New Federal Housing Administration data show a greater share of homebuyers — many of them first-time homebuyers — need help from family members to come up with their down payments. It’s a sign of how increasingly unaffordable buying a home in the U.S. has become.
In fact, more than a quarter — 26% — of FHA mortgage borrowers got financial help from family for down payments in fiscal year 2018, up from 22% in 2011. That’s according to an annual report from the U.S. Department of Housing and Urban Development on the state of the FHA program, which predominantly serves first-time homebuyers.
Although U.S. census data have shown that home ownership rates among Americans have declined overall since 2006, rates among those younger than 35 — the group most likely to be first-time homebuyers — are particularly low. Economists have suggested several theories for this, including the huge student loan burden that millennials face, along with rising rent costs.
A rise in first-time homebuyers turning to their families for help with down payments could put a strain on the U.S. housing market, which saw a lackluster 2018. However, there are also new signs of life in the market, as some mortgage rates appear to be declining — meaning now may be the best time in nearly a year for first-time homebuyers to enter the market.
Want to know more?
The FHA is a federal agency providing mortgage insurance on loans made by approved lenders across the U.S. FHA-insured mortgage loans heavily serve first-time homebuyers. With down payments for FHA-insured loans as low as 3.5% compared to as much as 20% with more traditional mortgages, the program gives many first-time buyers a much-needed leg up.
But while that might seem like a nice break for new homebuyers, the problem is that many of today’s first-time home seekers — a good number of them millennials — face other hurdles including student loan debt and rising rent costs, making it tough to save enough money even for a reduced down payment. The added financial burdens on millennials might explain why a growing number of buyers are seeking assistance from family members to buy homes.
Even though a rise in down payment assistance for first-time homebuyers might sound like trouble for the U.S. housing market, according to a report in The Wall Street Journal, industry observers don’t seem particularly concerned.
According to the Journal report, in the view of those who watch the housing market, borrowing from family members poses less risk than borrowing from home sellers — a common practice leading up to the housing crisis that has now mostly stopped.
That’s because borrowers feel more of an obligation to protect their relatives’ investment in the event of a faltering housing market, sources told the Journal.

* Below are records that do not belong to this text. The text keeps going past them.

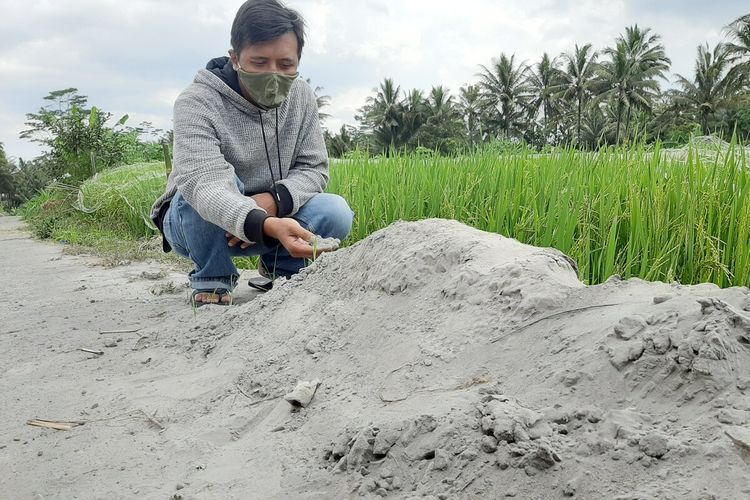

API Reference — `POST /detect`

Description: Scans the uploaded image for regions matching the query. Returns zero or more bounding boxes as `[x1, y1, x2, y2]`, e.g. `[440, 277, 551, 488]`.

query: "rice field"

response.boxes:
[20, 141, 750, 287]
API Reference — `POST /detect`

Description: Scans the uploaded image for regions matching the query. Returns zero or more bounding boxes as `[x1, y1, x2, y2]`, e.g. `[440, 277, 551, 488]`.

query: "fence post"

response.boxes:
[163, 141, 172, 178]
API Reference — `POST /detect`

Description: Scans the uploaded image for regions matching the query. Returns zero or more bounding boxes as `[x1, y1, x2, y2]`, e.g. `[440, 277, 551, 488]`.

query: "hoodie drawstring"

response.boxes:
[258, 109, 284, 204]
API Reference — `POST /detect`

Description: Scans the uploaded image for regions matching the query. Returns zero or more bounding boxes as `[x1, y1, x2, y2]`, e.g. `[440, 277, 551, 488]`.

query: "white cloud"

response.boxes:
[0, 0, 747, 159]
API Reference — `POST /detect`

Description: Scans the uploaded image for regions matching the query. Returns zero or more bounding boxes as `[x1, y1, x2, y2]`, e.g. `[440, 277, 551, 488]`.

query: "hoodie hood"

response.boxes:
[206, 56, 243, 97]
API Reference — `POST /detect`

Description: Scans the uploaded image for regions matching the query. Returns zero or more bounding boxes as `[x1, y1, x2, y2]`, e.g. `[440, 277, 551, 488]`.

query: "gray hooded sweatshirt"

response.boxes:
[150, 63, 329, 247]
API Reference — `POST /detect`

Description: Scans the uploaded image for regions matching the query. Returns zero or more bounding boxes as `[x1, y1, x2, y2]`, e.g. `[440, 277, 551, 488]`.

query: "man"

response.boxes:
[150, 0, 353, 306]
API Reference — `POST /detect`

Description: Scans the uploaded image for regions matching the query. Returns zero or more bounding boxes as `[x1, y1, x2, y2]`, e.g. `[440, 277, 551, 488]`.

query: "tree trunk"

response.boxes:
[576, 94, 582, 145]
[615, 104, 622, 145]
[701, 111, 709, 135]
[624, 105, 632, 145]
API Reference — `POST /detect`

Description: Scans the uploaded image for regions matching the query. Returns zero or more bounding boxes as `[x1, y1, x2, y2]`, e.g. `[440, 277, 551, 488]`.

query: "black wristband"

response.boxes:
[270, 184, 294, 217]
[243, 209, 278, 247]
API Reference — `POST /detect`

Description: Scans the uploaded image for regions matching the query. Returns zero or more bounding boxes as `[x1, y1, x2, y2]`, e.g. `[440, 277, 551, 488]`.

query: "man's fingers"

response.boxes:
[293, 226, 315, 243]
[227, 236, 242, 247]
[284, 237, 316, 259]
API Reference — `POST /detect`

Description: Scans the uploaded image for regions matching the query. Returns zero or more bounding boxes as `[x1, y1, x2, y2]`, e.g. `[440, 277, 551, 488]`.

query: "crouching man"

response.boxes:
[150, 0, 353, 306]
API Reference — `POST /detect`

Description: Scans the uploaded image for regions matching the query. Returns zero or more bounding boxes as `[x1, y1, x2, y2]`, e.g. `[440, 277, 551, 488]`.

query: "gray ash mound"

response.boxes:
[163, 219, 750, 499]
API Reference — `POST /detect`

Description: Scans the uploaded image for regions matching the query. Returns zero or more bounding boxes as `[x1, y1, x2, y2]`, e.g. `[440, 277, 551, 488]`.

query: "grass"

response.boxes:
[331, 140, 750, 287]
[17, 163, 186, 267]
[18, 139, 750, 287]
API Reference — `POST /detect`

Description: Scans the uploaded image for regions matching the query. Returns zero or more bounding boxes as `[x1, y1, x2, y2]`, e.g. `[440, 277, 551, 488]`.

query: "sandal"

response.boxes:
[191, 288, 233, 307]
[248, 259, 274, 293]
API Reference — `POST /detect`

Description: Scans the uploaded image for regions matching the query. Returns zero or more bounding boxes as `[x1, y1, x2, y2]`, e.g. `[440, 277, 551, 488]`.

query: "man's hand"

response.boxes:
[251, 192, 277, 217]
[263, 217, 327, 259]
[226, 192, 279, 248]
[226, 232, 253, 249]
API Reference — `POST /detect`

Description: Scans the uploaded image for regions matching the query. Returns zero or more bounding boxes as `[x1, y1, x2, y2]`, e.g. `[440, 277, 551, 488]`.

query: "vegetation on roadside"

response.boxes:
[19, 137, 750, 288]
[1, 89, 170, 210]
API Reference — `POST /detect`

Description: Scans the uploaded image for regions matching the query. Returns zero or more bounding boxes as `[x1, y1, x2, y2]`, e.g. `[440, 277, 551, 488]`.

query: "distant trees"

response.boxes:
[558, 43, 599, 145]
[326, 13, 750, 157]
[5, 88, 176, 206]
[20, 88, 131, 182]
[0, 142, 50, 208]
[675, 43, 745, 135]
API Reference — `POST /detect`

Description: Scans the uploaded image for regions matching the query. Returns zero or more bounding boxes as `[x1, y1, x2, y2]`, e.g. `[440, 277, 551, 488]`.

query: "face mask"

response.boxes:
[235, 65, 298, 109]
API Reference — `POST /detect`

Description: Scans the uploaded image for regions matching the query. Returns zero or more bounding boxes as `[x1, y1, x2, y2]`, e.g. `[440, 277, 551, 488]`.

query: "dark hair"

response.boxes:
[231, 0, 306, 59]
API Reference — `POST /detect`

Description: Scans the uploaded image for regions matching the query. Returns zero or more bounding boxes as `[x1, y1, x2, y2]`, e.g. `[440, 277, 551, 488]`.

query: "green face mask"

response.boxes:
[235, 66, 298, 109]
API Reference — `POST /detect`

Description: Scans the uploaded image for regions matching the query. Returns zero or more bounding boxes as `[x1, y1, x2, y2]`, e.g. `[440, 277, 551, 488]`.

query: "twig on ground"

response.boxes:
[247, 396, 282, 407]
[99, 328, 140, 335]
[78, 348, 104, 355]
[140, 409, 165, 430]
[235, 385, 282, 406]
[490, 302, 626, 343]
[27, 419, 85, 431]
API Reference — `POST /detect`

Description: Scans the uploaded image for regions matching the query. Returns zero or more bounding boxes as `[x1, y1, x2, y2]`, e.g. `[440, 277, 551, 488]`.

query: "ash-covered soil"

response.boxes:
[2, 217, 749, 499]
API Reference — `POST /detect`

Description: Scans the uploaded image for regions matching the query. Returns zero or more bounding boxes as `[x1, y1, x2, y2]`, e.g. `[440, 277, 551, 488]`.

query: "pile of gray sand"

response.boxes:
[122, 219, 750, 498]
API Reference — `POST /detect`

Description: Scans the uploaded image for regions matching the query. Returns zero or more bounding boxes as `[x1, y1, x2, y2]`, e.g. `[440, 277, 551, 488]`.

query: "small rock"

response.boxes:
[359, 477, 377, 493]
[480, 435, 498, 453]
[104, 341, 117, 348]
[653, 294, 673, 304]
[391, 476, 402, 490]
[176, 484, 184, 491]
[575, 443, 591, 457]
[724, 426, 750, 453]
[304, 339, 320, 355]
[432, 449, 450, 471]
[717, 409, 747, 425]
[639, 433, 668, 459]
[379, 467, 394, 479]
[614, 316, 647, 340]
[37, 451, 43, 457]
[375, 487, 388, 497]
[459, 449, 478, 462]
[563, 473, 584, 496]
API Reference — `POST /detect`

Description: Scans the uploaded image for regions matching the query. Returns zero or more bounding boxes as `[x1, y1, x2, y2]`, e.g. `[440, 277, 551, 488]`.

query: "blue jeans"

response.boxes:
[163, 186, 354, 292]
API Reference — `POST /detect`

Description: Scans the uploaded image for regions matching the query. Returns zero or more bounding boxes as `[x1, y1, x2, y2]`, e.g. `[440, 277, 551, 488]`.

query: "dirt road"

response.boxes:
[3, 215, 750, 499]
[0, 217, 266, 499]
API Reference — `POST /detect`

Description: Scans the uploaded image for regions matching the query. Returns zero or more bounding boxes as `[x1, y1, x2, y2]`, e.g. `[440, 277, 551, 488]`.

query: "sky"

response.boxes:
[0, 0, 747, 161]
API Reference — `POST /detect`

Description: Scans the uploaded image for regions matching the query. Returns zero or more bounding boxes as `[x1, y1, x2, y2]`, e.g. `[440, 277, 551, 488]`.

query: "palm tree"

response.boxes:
[580, 103, 611, 149]
[325, 125, 356, 157]
[457, 85, 484, 148]
[674, 43, 745, 135]
[305, 78, 331, 124]
[401, 88, 429, 145]
[357, 78, 405, 153]
[724, 14, 750, 83]
[411, 86, 465, 154]
[596, 26, 671, 143]
[527, 53, 562, 135]
[476, 53, 532, 139]
[557, 43, 599, 145]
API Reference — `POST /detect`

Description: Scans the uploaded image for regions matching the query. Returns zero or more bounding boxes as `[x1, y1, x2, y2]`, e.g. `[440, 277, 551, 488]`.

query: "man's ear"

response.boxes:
[228, 49, 239, 70]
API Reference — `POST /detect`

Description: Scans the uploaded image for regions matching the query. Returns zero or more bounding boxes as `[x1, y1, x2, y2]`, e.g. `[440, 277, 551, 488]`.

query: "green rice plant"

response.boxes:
[327, 138, 750, 287]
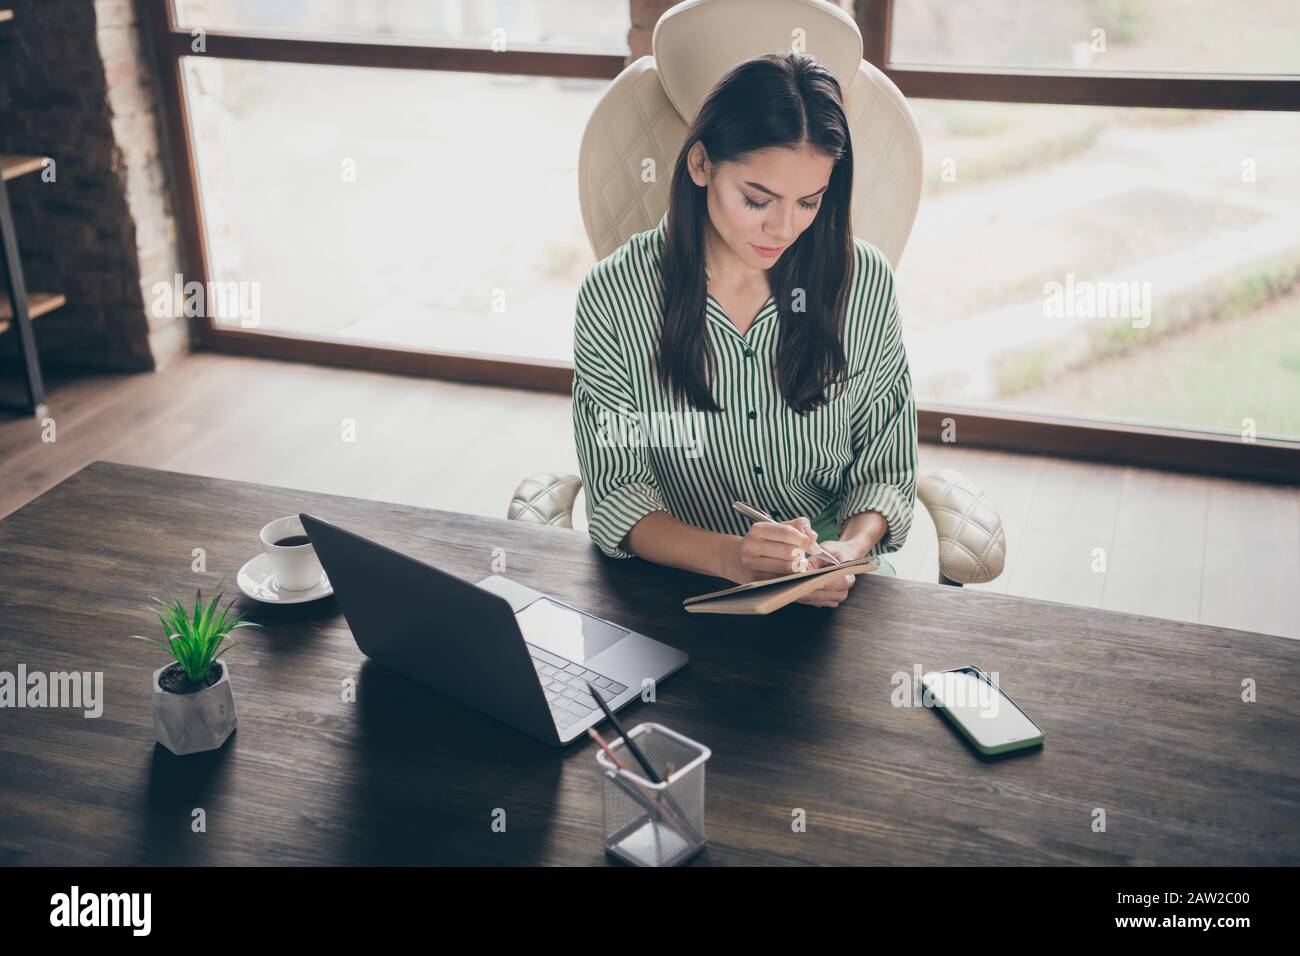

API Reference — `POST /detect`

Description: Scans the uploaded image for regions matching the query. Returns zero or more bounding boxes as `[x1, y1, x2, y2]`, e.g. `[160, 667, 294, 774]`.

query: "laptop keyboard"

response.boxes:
[526, 643, 627, 730]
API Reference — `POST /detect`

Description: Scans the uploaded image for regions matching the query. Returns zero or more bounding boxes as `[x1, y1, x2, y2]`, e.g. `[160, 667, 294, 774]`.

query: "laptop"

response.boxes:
[299, 514, 688, 746]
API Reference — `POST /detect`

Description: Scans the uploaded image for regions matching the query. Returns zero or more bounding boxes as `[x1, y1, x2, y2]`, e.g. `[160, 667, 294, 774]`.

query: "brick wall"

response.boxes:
[0, 0, 188, 372]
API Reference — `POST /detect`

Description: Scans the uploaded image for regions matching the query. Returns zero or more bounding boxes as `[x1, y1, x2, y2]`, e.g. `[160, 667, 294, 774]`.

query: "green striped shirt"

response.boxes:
[573, 213, 917, 561]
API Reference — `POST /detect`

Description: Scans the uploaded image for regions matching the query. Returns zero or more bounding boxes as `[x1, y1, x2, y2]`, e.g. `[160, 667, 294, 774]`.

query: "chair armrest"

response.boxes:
[506, 469, 1008, 586]
[916, 469, 1007, 585]
[508, 472, 583, 528]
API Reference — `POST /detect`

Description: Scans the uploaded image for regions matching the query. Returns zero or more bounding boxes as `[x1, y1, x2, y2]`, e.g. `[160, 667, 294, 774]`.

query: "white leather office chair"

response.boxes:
[509, 0, 1006, 586]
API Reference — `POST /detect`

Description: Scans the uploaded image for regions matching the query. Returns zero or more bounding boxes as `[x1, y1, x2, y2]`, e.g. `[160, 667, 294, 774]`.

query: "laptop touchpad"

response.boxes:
[517, 598, 627, 666]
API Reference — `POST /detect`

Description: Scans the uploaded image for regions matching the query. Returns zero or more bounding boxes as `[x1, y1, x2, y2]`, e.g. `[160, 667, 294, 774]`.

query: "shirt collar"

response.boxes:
[705, 294, 777, 346]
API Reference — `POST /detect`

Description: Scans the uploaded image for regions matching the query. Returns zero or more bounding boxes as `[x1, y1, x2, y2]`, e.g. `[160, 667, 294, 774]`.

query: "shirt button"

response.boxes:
[754, 465, 763, 476]
[744, 348, 754, 358]
[747, 409, 757, 420]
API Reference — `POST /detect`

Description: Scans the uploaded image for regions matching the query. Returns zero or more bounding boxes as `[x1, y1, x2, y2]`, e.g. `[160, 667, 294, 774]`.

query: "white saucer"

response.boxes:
[237, 552, 333, 604]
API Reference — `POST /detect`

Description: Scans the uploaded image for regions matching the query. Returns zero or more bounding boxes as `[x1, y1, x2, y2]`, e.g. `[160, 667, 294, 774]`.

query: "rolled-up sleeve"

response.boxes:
[837, 258, 919, 554]
[572, 274, 669, 559]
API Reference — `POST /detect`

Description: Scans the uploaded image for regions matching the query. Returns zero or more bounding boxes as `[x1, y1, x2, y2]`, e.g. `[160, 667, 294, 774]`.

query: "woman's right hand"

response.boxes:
[722, 517, 819, 583]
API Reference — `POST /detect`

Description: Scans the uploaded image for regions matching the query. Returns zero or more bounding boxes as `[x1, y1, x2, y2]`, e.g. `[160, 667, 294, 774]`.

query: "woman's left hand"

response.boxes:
[809, 537, 868, 568]
[795, 536, 869, 607]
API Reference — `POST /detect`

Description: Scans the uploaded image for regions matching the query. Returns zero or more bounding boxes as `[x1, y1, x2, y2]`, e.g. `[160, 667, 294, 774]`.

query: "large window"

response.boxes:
[890, 0, 1300, 75]
[898, 99, 1300, 441]
[185, 57, 602, 361]
[147, 0, 1300, 476]
[173, 0, 632, 51]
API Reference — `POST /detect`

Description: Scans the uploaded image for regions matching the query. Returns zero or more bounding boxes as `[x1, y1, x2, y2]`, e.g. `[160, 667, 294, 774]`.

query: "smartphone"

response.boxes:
[920, 666, 1044, 755]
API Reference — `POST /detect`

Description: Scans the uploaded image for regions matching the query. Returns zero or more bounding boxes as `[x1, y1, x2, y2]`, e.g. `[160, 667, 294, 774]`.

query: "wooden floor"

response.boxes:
[2, 351, 1297, 639]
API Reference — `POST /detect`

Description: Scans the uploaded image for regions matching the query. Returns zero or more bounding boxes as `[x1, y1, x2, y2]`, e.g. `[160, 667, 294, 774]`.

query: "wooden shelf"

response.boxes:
[0, 10, 55, 414]
[0, 291, 65, 333]
[2, 155, 50, 182]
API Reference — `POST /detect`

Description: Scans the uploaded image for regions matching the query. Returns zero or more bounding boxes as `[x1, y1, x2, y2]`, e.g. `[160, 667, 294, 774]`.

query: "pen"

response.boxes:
[732, 500, 838, 564]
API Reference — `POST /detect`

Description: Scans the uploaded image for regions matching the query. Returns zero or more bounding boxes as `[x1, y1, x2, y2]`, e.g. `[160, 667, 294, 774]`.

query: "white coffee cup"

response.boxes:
[259, 515, 323, 591]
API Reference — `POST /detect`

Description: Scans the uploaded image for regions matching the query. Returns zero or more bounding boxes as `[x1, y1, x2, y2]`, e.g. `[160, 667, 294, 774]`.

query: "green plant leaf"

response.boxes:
[211, 640, 241, 660]
[169, 601, 190, 638]
[134, 577, 252, 679]
[129, 634, 179, 658]
[199, 589, 220, 638]
[170, 634, 194, 677]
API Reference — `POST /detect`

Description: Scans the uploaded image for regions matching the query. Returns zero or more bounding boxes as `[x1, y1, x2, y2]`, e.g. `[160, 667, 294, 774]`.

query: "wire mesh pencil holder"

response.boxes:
[596, 722, 711, 867]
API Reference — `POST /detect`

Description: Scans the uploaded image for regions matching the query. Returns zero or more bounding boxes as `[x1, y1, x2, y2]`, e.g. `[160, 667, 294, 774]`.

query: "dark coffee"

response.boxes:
[273, 534, 311, 547]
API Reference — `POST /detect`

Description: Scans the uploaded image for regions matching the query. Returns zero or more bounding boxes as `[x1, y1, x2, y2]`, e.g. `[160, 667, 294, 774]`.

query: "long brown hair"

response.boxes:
[658, 51, 854, 414]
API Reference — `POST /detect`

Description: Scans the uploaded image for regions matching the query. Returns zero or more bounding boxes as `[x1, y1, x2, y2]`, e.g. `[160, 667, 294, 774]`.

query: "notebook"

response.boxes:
[682, 555, 879, 615]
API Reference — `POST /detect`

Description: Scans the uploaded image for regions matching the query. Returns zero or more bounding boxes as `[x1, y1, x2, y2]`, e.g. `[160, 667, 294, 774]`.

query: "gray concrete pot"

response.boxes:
[151, 659, 237, 755]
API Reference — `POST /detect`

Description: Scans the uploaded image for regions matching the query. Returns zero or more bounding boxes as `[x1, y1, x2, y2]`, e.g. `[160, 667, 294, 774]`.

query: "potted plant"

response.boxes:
[131, 578, 259, 755]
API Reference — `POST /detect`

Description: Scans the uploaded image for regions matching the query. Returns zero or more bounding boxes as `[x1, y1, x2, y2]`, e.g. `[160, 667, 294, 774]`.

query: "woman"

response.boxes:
[572, 51, 917, 608]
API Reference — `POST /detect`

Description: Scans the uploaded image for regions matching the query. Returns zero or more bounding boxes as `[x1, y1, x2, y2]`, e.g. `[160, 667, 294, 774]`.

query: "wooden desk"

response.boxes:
[1, 462, 1297, 865]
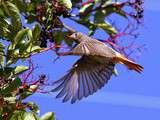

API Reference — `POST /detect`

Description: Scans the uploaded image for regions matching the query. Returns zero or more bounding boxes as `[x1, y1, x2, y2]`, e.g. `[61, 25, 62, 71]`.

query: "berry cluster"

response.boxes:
[131, 0, 144, 23]
[51, 0, 69, 16]
[35, 0, 69, 47]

Despite data indicating that first-time homebuyers are struggling to afford down payments, there are signs the U.S. housing market may become a bit more welcoming in the near term.
Recent Freddie Mac data show that rates for 30-year fixed-rate mortgages are at their lowest in eight months. Additionally, the rate of growth for housing prices has slowed.
If these two trends continue into 2019, first-time homebuyers may find that this year is a good time to consider making their dreams of home ownership a reality.